DECLINÉ LA INVITACIÓN a comer de Kloughn y preferí pasarme por la oficina de fianzas.

– ¿Alguna novedad? -pregunté a Connie-. Me he quedado sin fugitivos.

– ¿Y qué pasa con Bender?

– No me gustaría quitárselo a Vinnie.

– Vinnie tampoco lo quiere -dijo Connie.

– No es eso -gritó Vinnie desde dentro de su despacho-. Lo que pasa es que tengo muchas cosas que hacer. Cosas importantes.

– Sí -dijo Lula-, tiene que tocarse las pelotas.

– Será mejor que me traigas a ese tío -gritó Vinnie-. No me hace ninguna gracia perder la fianza de Bender.

– Creo que Bender tiene algo -dijo Lula-. Es uno de esos borrachos con suerte. Es como si tuviera línea directa con Dios. Dios protege a los débiles y a los inútiles, como ya sabéis.

– No es Dios quien protege a Bender -gritó Vinnie-. Bender sigue libre porque tengo en nómina a un par de taradas incompetentes.

– Vale, muy bien -dije-. Vamos a atrapar a Bender.
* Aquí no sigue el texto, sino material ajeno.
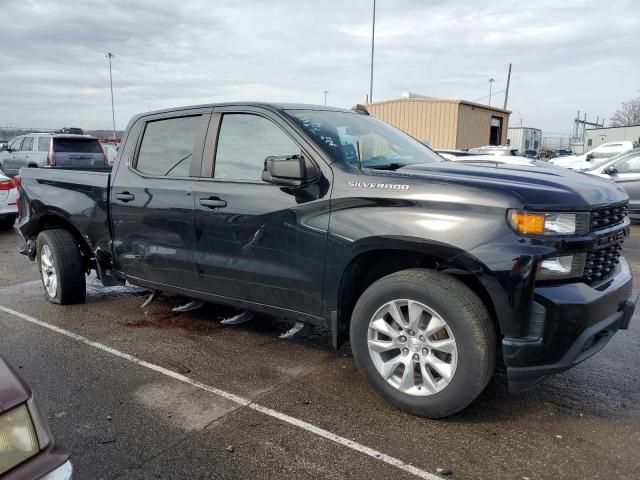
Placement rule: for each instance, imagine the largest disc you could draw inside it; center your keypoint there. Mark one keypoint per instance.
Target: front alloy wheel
(412, 347)
(424, 341)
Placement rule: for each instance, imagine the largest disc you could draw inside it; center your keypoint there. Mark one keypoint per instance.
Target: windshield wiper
(388, 166)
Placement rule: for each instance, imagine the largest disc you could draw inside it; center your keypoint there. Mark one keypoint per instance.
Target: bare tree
(628, 115)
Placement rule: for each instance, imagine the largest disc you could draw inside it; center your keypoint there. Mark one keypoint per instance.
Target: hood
(539, 186)
(13, 391)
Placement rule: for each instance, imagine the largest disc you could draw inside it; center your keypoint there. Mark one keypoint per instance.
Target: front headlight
(18, 440)
(546, 223)
(562, 267)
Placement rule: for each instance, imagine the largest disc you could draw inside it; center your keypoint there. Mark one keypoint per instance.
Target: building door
(495, 136)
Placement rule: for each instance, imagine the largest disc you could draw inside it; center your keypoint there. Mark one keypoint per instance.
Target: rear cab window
(167, 146)
(76, 145)
(27, 144)
(43, 144)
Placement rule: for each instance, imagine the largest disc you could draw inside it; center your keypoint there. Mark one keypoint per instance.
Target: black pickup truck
(437, 271)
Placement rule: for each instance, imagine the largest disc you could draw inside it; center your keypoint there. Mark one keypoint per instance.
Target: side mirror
(289, 171)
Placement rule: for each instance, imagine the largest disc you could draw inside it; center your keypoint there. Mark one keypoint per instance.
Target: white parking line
(418, 472)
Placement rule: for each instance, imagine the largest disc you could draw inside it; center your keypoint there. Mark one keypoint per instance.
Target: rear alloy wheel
(424, 341)
(48, 270)
(60, 264)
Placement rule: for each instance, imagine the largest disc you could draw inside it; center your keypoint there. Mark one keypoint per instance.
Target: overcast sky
(567, 55)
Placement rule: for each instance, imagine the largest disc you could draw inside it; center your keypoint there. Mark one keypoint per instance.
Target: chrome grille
(607, 216)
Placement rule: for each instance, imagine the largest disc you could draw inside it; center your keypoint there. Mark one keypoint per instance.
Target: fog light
(18, 440)
(565, 266)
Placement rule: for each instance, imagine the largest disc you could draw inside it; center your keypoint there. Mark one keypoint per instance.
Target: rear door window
(43, 144)
(76, 145)
(27, 144)
(15, 145)
(167, 146)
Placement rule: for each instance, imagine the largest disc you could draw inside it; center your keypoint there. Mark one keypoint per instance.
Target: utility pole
(373, 36)
(506, 92)
(113, 111)
(491, 80)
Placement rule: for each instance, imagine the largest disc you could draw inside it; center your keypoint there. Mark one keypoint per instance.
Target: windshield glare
(352, 136)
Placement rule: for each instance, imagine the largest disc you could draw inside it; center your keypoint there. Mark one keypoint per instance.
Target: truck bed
(70, 198)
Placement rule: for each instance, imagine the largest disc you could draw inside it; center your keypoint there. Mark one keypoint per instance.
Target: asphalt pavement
(145, 393)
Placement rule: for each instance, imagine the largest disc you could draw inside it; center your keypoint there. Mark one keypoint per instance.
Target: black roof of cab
(276, 107)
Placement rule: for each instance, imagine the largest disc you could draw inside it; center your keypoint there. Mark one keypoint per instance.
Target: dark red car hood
(13, 391)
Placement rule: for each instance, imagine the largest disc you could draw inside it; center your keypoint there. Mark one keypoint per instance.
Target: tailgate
(80, 161)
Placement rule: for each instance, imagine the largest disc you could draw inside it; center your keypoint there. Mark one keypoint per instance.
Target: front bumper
(574, 322)
(52, 464)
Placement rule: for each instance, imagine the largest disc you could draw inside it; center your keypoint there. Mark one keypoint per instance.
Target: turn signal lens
(18, 441)
(527, 223)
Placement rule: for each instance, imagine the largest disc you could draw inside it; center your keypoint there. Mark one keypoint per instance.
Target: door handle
(125, 196)
(213, 202)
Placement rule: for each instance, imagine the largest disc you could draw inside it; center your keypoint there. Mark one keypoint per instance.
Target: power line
(487, 96)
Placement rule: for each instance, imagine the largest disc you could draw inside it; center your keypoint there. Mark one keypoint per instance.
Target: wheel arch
(366, 266)
(52, 221)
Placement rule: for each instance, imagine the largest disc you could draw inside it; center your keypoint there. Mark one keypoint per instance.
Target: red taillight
(51, 158)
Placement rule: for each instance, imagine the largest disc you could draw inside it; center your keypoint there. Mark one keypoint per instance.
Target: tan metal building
(445, 123)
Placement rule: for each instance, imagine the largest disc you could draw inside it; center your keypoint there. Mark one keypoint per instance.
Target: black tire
(65, 254)
(7, 223)
(466, 317)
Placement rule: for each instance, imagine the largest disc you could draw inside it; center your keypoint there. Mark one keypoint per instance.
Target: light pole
(373, 36)
(491, 80)
(113, 112)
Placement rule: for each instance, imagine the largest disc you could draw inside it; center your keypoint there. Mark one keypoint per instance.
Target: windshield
(350, 137)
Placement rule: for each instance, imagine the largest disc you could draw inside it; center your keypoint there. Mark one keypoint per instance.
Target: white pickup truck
(584, 161)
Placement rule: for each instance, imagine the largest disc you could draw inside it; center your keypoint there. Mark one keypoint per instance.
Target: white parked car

– ¿Nosotras? -preguntó Lula.

– Sí, tú y yo.

– Ya lo hemos intentado -dijo Lula-. Te estoy diciendo que está bajo la protección de Dios. Y yo no voy a meter las narices en los asuntos de Dios.

– Te invito a comer.

– Voy a por el bolso.

– Una cosa -dije a Connie-. Necesito unas esposas.

– No hay más esposas -gritó Vinnie-. ¿Tú te crees que las esposas caen del cielo?

– No puedo detenerle sin esposas.

– Improvisa.

– Oye -dijo Lula mirando por el gran ventanal de la oficina-, fijaos en el coche que acaba de aparcar al lado del de Stephanie. Dentro van un oso y un conejo. Y el oso es el que conduce.

Todas nos asomamos a la ventana.

– Ah-ah -dijo Lula-, ¿no acaba de tirar el conejo algo en el coche de Stephanie?

Se oyó un ensordecedor ¡buuuuumm!, y el CR-V voló varios metros por el aire y estalló en una llamarada.

– Parece que era una bomba -dijo Lula.

Vinnie salió corriendo de su despacho.

– ¡La hostia! -exclamó-. ¿Qué ha sido eso? -se detuvo y se quedó sin respiración al ver la columna de fuego que se elevaba delante de su oficina.

– No es nada, sólo otro de los coches de Stephanie volando por los aires -dijo Lula-. Un enorme conejo le ha tirado una bomba.

– ¿No te revienta que hagan eso? -dijo Vinnie. Y se volvió a su despacho.

Lula, Connie y yo bajamos a la calle a ver cómo ardía el CR-V. Un par de coches patrulla llegaron ululando al lugar, seguidos de una ambulancia y dos coches de bomberos.

Cari Costanza salió de uno de los vehículos de la policía.

– ¿Hay algún herido?

– No.

– Bien -dijo, mientras en su cara se dibujaba una sonrisa-. Entonces puedo disfrutarlo. Me perdí lo de las arañas y el fiambre del sofá.